Dokumente und Materialien von kritischen Mitgliedern der IG BAU, IG Metall, ver.di und GEW

Dokumente und Materialien von kritischen Mitgliedern der IG BAU, IG Metall, ver.di und GEW

Von Seiten der staatstreuen Gewerkschaftsführung und ihren Organen werden immer wieder gezielt Positionen verbreitet, die national, chauvinistischer und antisemitisch sind. Dies geschieht gegen teilweise recht massive Kritik aus den eigenen Reihen und auch von außerhalb. Auf der gewerkschaftskritischen Internetplattform „labournet” ist eine Fülle von Beispielen zu finden. Ein Teil davon wurde in dieser Broschüre zusammengestellt. Drei davon halten wir für ganz besonders wichtig:

■ Es geht um Protestaktionen gegen Denunziationen und Baustellenrazzien der IG Bau gegen Kolleginnen aus anderen Herkunftsländern.
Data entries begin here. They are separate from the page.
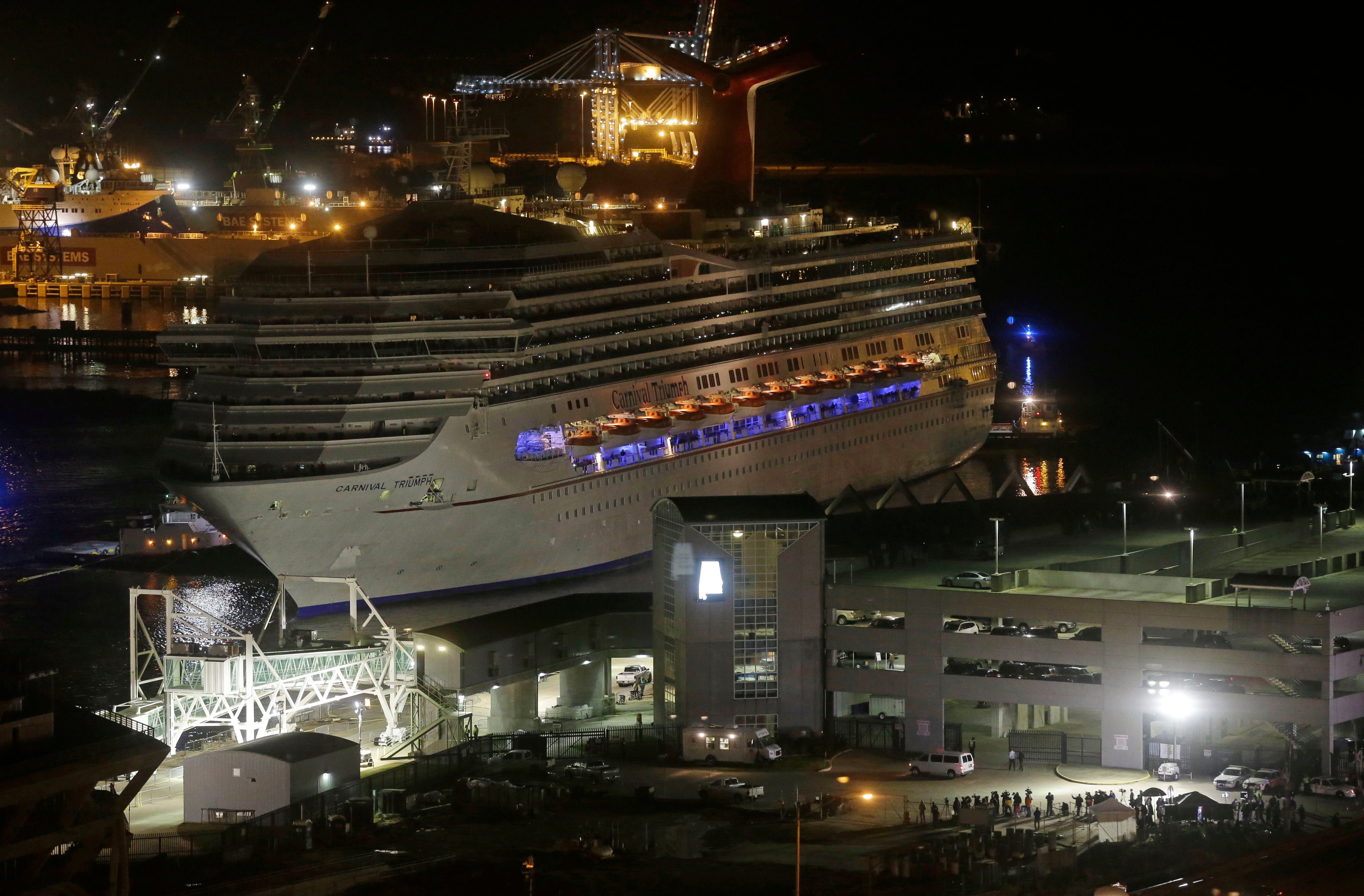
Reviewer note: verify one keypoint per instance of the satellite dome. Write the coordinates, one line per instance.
(572, 178)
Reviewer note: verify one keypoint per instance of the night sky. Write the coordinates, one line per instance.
(1182, 231)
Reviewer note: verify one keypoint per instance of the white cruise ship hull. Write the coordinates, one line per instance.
(506, 523)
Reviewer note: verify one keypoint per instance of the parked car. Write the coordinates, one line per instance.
(968, 580)
(730, 789)
(943, 764)
(593, 770)
(518, 762)
(1232, 778)
(1332, 787)
(631, 674)
(1266, 779)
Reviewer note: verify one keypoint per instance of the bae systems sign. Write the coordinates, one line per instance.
(70, 257)
(258, 220)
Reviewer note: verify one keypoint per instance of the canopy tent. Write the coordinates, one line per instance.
(1195, 807)
(1116, 820)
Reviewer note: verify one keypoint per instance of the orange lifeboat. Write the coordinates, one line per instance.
(654, 419)
(582, 435)
(717, 407)
(620, 426)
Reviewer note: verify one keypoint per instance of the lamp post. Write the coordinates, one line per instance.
(1124, 527)
(1321, 531)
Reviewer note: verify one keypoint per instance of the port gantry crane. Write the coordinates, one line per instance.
(625, 84)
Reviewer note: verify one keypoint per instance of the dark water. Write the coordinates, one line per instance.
(72, 461)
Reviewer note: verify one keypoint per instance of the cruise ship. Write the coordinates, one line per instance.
(476, 400)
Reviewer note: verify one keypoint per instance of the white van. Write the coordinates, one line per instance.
(943, 764)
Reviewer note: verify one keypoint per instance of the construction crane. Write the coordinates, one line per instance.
(247, 123)
(625, 84)
(102, 132)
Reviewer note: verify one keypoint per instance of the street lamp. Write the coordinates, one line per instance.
(1191, 531)
(1321, 531)
(583, 128)
(1124, 527)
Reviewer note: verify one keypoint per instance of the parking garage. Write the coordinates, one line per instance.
(1106, 669)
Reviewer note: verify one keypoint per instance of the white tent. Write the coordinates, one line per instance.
(1116, 820)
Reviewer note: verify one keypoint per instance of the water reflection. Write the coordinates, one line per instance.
(104, 314)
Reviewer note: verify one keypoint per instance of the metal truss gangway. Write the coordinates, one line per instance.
(190, 669)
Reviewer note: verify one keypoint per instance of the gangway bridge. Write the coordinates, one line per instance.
(190, 669)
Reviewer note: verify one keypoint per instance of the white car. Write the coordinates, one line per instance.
(1232, 778)
(631, 674)
(1266, 778)
(1332, 787)
(943, 763)
(968, 580)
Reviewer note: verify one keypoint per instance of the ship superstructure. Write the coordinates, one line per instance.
(479, 399)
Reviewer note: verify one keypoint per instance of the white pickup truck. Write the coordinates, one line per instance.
(732, 789)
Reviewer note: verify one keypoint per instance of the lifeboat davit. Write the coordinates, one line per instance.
(685, 412)
(654, 419)
(582, 435)
(834, 381)
(717, 407)
(778, 395)
(620, 427)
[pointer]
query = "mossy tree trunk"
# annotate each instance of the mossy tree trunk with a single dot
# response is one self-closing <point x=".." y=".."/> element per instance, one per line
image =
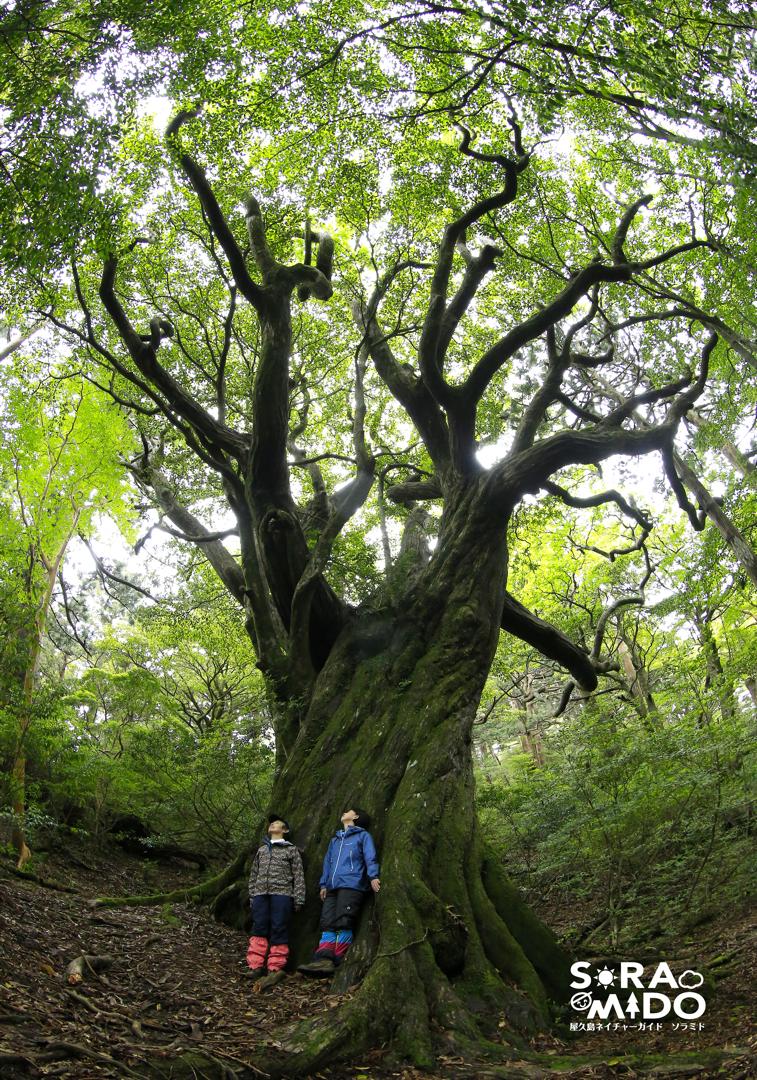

Eine Gruppe von Betriebsräten und Gewerkschaftsmitgliedern der IG BAU hat dagegen in ihrem wichtigen Diskussionspapier „Unsere Regeln taugen nichts!” zum Protest und zu internationaler Solidarität aufgerufen.

■ Ein weiterer Abschnitt thematisiert exemplarisch nochmals die Proteste gegen die antisemitisch-nationalistische „metall”-Ausgabe vom Mai 2005 (siehe dazu genauer unsere „Dokumentation über die antisemitisch-nationalistisch Titelseiten-Karikatur der IG-Metall Zeitung” von Mai 2005 und die Reaktionen darauf). Dokumentiert sind auch Proteste gegen die ver.di Broschüre „Finanzkapitalismus – Geldgier in Reinkultur” von 2007, die in dieselbe antisemitisch nationalistische Kerbe schlägt. Beispielsweise verlangte der Bundes]ugendvorstand von ver.di Ende 2007 – ohne Erfolg – , dass die ver.di Broschüre zurückgezogen werden sollte, da deren Inhalt und Bilder „eine Unterscheidung von der ‘verkürzten Kapitalismuskritik’ der Nazis nicht mehr möglich macht.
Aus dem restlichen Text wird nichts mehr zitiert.